CH: That said, when you see your own life and your recent past projected upon the screen, you know, some of your best moments and some of your worst moments and you’d have to know everybody’s gonna see that, it’s like everybody reads your diary. If your diary was redacted in a self-protective way and you were like as vulnerable as you could be like crossing boundaries and being uncomfortable. So it was that kind of initial, not, shock isn’t the right word but there was a little bit of a shyness that we experienced. Our experience with it now with a little time and little experience behind us Is more of like we’re so grateful for that loving portrait of that time in our lives that we were so busy that we almost might have missed it if we haven’t had somebody to get it on tape.

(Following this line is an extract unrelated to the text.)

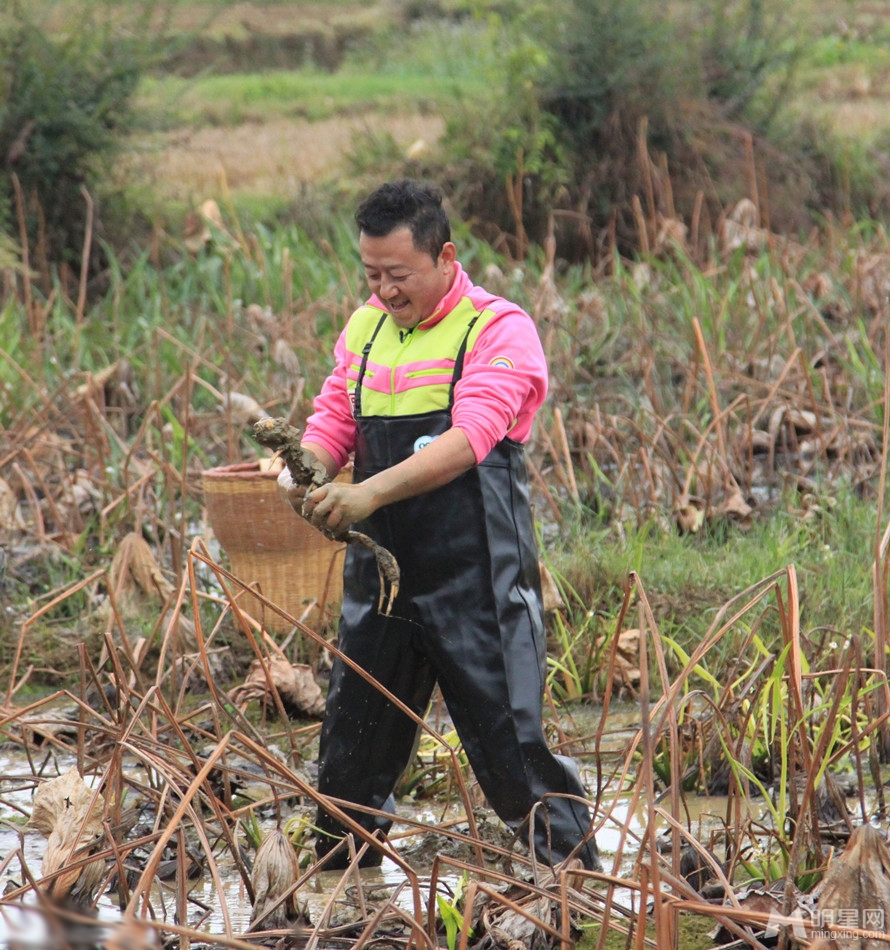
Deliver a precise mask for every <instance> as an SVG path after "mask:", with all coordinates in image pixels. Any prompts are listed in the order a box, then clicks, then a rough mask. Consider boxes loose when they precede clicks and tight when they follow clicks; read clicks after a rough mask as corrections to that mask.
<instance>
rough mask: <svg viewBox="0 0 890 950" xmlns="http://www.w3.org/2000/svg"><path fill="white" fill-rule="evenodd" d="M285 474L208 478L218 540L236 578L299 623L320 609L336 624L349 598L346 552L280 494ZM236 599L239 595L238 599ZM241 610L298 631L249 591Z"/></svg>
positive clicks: (211, 470) (267, 471) (206, 485)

MD: Gotcha, yeah. it’s great.

CH: And it’s a reminder of our humble beginning. So it never has to get any better than it is right now, all of our dreams have already come true.

MD: You’ve got some pretty cool stuff coming up in the New Year. I saw that you’re touring with John Prine, is that right?

MT: Just two shows.

MD: Just two shows?

MT: We are quite excited about it.

MD: Yeah, that’s got to be pretty impressive. So just for folks who don’t know a lot about you and are thinking about coming to see you guys, I’ve read that your live shows are fairly spontaneous events and you guys swap instruments around and stuff. Give people an idea of what they can expect when you finally get down here in March.

CH: Well our show will be energetic. There’s a lot of, as much as two people can physically accomplish on a stage with two heads and four arms and four legs and two voices, we’re doing the maximum. It’s a sweaty affair. Profanity is present, but sparse. So we just you know, kind of get out there and play the songs we want to hear, the songs they hopefully want to hear and just kind of…

MT: We are pulling from, you know, about five different records I guess and we play because it’s you know, the three Shovels And Rope records that are already out there and then we play a couple of songs from our solo records as well.

MD: Right.

MT: So yeah, we like to mix it up night to night.